| name | refactor-codebase-with-types |
| description | Finds refactoring opportunities that replace validation, partial functions, unsafe casts, primitive obsession, and scattered invariants with parsing, precise domain types, and correct-by-construction data. Use when the user wants to refactor a codebase using type-driven design, make illegal states unrepresentable, parse inputs at boundaries, remove redundant checks, or improve static guarantees. |
Refactor Codebase with Types
Surface refactoring opportunities inspired by Alexis King's “Parse, don't validate” and “Types as axioms.” The aim is to move facts learned at runtime into values and types so valid states are easy to construct, invalid states are hard or impossible to represent, and execution code stops re-checking things boundary code already proved.
Glossary
Use these terms exactly in suggestions.

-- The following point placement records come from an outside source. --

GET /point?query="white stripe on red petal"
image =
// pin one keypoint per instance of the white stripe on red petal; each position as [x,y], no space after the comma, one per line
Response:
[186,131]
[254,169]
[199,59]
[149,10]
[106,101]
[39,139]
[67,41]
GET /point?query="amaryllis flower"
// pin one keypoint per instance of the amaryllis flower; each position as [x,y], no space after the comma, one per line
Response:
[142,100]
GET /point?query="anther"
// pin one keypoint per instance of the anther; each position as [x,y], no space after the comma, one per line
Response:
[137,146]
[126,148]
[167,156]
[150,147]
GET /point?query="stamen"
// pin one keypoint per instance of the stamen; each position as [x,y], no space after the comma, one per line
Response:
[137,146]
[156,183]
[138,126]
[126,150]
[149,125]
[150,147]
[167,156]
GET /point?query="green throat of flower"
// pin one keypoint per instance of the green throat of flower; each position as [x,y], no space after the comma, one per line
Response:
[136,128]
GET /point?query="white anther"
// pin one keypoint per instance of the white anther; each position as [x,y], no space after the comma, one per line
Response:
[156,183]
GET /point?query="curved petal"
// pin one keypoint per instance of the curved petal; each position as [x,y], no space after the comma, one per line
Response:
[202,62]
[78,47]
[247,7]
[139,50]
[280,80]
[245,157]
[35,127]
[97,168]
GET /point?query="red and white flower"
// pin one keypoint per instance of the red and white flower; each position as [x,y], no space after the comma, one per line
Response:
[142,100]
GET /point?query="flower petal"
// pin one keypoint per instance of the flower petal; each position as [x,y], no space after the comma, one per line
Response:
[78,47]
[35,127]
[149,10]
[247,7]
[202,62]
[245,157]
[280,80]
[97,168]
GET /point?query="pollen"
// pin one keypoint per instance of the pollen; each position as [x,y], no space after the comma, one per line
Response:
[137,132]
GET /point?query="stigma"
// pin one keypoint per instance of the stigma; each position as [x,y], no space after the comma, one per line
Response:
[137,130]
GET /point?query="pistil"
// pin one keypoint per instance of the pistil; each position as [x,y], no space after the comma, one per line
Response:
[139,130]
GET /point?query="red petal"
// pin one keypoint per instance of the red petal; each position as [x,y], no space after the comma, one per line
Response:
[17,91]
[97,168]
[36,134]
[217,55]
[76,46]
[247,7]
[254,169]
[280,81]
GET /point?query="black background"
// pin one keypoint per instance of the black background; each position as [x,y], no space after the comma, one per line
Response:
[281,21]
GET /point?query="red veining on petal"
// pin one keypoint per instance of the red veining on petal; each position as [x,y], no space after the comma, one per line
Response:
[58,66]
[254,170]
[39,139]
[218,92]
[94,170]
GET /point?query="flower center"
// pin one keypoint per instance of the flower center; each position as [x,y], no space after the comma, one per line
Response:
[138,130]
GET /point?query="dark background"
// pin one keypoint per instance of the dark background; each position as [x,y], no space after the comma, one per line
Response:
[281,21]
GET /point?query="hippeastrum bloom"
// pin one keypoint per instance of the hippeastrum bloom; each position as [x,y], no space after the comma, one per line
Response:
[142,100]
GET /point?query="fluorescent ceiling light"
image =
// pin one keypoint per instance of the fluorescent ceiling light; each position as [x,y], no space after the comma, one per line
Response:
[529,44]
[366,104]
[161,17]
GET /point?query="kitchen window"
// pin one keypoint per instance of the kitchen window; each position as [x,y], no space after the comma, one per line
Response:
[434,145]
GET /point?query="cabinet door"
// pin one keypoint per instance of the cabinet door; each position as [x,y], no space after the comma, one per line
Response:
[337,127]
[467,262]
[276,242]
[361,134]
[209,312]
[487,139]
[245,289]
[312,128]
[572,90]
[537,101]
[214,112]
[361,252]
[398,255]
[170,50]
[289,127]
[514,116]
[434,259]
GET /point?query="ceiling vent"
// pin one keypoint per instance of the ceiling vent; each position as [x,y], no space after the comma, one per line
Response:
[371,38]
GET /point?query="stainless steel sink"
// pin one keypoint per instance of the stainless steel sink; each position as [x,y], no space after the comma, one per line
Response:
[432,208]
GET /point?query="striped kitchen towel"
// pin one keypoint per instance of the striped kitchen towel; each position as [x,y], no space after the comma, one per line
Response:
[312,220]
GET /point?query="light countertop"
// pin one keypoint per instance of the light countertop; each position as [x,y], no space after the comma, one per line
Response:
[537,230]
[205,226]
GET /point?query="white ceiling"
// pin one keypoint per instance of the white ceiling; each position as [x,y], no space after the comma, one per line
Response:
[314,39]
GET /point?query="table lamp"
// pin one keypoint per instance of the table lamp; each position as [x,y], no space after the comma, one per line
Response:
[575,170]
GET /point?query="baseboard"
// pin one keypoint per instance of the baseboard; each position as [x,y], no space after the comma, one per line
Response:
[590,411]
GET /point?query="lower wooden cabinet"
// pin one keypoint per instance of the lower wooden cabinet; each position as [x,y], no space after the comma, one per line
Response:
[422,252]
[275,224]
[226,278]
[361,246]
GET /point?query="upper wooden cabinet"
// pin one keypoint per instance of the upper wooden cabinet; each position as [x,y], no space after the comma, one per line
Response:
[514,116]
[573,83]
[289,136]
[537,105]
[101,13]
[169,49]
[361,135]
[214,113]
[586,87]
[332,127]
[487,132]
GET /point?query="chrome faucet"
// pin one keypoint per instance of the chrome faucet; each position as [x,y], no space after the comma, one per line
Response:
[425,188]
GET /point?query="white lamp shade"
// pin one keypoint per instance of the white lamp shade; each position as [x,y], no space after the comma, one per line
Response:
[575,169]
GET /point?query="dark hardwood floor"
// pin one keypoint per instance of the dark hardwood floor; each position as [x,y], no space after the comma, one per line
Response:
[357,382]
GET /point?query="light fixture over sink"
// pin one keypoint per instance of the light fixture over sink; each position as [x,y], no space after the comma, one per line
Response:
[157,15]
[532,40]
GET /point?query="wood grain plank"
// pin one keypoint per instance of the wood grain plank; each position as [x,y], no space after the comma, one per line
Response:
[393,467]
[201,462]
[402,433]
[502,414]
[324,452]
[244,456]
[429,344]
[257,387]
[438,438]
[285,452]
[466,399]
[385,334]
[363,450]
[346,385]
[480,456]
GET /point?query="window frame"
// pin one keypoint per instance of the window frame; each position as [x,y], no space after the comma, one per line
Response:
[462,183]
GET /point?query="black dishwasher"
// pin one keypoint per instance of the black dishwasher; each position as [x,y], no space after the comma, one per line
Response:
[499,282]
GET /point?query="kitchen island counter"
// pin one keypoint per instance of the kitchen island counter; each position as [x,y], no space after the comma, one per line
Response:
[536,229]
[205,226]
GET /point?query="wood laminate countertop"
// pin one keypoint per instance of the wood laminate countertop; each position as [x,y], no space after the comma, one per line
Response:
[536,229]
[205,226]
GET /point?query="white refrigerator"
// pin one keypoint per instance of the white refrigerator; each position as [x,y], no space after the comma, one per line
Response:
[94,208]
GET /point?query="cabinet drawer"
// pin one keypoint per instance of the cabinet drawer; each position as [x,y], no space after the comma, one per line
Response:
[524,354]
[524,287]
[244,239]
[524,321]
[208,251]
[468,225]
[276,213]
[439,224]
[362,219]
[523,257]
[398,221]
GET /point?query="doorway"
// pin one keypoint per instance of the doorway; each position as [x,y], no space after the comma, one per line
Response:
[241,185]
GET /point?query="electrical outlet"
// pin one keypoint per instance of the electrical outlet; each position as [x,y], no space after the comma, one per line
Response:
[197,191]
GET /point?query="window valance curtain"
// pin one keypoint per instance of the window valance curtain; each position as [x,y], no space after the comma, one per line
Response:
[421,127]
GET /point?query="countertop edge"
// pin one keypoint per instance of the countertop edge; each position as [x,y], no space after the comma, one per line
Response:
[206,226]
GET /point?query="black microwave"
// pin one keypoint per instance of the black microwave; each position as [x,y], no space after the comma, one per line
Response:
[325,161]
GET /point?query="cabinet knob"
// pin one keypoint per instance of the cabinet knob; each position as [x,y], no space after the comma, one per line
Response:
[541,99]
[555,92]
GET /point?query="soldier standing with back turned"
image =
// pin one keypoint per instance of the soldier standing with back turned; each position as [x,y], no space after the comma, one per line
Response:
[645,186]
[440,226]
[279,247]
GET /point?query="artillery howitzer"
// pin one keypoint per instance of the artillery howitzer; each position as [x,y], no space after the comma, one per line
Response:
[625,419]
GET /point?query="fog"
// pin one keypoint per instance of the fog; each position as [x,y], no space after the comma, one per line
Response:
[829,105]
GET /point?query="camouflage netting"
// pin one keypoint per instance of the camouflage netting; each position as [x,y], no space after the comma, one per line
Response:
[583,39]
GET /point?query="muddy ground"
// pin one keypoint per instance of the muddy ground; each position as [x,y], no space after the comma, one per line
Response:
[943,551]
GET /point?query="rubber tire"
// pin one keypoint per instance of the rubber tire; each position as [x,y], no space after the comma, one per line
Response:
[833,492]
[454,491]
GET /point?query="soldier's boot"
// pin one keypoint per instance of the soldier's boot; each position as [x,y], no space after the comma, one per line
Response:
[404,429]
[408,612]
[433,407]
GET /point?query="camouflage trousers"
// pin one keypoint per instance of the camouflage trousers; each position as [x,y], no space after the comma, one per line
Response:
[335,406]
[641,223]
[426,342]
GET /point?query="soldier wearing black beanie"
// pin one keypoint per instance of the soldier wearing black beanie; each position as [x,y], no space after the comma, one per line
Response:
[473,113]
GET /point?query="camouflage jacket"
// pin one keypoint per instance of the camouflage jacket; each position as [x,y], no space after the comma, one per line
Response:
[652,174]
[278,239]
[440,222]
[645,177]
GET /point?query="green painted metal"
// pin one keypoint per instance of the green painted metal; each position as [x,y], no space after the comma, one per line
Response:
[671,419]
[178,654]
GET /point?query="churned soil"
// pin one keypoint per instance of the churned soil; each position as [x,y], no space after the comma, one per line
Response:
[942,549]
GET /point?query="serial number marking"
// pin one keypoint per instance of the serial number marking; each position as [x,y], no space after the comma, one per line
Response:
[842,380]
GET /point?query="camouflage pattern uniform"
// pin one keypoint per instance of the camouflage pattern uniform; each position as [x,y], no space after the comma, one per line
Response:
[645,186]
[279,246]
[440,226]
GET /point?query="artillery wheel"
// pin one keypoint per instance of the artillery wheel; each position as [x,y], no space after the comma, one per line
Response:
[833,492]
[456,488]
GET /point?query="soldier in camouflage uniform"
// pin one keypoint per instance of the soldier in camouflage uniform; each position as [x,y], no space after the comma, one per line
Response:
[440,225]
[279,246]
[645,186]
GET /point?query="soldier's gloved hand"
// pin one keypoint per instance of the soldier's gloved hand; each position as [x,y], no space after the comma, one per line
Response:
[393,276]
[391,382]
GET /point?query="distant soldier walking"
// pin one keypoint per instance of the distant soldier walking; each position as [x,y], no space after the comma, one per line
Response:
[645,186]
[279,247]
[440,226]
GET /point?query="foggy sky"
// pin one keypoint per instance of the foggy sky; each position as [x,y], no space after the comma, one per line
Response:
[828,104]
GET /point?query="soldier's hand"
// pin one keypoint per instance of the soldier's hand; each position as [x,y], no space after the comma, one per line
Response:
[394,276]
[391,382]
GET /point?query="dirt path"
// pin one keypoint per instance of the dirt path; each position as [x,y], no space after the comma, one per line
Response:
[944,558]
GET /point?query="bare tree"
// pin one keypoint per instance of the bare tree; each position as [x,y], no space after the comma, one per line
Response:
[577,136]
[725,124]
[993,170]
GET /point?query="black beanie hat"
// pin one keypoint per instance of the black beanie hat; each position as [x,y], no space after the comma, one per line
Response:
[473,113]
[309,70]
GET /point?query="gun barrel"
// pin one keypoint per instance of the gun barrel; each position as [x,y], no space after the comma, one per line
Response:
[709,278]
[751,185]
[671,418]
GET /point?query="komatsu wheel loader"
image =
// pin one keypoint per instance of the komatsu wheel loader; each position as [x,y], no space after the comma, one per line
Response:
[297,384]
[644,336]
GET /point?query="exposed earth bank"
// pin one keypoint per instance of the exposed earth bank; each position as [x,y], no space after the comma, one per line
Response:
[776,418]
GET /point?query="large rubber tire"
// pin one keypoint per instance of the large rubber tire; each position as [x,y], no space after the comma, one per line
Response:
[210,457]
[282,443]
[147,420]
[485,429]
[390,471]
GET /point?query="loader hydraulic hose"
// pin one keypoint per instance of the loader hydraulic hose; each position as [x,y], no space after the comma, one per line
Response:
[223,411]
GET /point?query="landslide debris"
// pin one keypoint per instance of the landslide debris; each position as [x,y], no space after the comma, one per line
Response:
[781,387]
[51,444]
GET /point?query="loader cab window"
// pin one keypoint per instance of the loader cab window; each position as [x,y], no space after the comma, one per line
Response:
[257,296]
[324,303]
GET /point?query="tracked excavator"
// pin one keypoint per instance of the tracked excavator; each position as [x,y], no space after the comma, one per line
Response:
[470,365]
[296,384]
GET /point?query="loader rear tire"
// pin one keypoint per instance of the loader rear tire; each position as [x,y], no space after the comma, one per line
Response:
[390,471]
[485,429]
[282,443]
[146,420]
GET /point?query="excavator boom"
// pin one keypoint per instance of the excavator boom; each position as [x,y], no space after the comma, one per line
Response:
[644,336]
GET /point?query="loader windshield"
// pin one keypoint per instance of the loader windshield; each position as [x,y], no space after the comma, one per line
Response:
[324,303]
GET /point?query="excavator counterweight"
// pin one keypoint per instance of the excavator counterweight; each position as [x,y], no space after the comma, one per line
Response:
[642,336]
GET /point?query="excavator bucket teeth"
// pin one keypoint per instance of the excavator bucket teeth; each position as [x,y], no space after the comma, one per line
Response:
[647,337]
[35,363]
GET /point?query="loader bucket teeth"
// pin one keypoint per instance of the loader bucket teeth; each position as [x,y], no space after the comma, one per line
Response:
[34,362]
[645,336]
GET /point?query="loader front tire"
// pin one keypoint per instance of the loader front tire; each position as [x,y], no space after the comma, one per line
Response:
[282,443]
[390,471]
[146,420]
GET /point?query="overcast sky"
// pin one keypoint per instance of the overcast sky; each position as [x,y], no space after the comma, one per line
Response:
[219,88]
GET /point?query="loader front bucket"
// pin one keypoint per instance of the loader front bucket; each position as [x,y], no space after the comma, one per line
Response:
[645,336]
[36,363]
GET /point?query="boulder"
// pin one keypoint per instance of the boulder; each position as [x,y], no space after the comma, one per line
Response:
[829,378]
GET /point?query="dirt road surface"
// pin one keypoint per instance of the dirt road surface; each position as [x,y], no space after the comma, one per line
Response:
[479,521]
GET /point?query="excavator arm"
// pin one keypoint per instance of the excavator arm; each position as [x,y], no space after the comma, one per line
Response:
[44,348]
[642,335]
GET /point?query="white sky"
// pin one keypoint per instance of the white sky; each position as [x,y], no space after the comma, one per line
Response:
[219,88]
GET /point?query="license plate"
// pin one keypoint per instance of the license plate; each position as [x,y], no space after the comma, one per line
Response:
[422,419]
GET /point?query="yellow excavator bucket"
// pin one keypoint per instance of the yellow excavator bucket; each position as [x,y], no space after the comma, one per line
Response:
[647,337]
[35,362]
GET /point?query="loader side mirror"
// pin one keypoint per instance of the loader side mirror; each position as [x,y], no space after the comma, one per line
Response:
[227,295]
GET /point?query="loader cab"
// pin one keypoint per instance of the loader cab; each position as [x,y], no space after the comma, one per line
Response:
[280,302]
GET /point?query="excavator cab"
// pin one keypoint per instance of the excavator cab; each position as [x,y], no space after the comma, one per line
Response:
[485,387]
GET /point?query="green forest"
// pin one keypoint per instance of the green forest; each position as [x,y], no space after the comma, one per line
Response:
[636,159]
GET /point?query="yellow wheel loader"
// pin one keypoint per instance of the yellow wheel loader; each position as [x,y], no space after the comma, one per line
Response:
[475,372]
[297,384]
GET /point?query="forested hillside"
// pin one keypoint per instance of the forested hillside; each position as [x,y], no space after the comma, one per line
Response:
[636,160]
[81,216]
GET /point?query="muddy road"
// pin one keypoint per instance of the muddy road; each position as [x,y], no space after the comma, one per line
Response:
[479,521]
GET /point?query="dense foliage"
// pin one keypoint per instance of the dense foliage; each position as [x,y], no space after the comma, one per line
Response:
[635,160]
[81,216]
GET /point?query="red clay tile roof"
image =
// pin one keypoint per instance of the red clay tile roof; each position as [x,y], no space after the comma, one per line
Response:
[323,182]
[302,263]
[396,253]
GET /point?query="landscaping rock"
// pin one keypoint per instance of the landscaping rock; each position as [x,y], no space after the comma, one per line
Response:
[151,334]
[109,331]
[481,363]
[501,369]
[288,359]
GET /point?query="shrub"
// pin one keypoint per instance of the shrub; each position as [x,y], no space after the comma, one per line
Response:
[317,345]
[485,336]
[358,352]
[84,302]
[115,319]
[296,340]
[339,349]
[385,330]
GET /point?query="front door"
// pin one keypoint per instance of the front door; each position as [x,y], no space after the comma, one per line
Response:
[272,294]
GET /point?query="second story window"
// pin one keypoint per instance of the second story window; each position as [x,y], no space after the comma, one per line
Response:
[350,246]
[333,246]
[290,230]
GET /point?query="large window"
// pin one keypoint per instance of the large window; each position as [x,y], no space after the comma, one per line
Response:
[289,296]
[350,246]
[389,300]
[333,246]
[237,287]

Full definitions are in LANGUAGE.md.
- Boundary — where less-structured outside data enters the program.
- Parser — code that consumes less-structured input and produces more-structured output or a typed failure.
- Validator — code that checks a fact but throws away the evidence, often returning
void, (), boolean, or raising.
- Evidence — a value/type that preserves a checked fact for later code.
- Precise representation — a datatype that encodes the facts downstream code depends on.
- Illegal state — a value shape the domain or algorithm cannot correctly handle.
- Correct by construction — a representation whose constructors preserve the invariant.
- Partial function — code whose signature promises more than it can deliver for all inputs.
- Burden of proof — the obligation to establish a precondition before execution can proceed.
- Shotgun parsing — validation scattered through processing code.
- Axiom — a constructor or factory that introduces a valid base case.
- Inference rule — a constructor or operation that preserves validity when building more values.
Principles
- Parse, don't validate. Checks should produce evidence callers must use, not discard facts.
- Make illegal states unrepresentable. Prefer data shapes where bad states cannot be constructed.
- Strengthen arguments before weakening results. If a function needs non-empty input, accept
NonEmpty-like input rather than returning “maybe” from a too-broad input.
- Push the burden of proof upward, but no further. Parse at the boundary or immediately after the control-flow branch that requires the stronger fact.
- Separate parsing from execution. Invalid input failures belong before stateful processing whenever practical.
- Design positive space. Ask “what constructors build only valid values?” before asking “what restrictions exclude bad values?”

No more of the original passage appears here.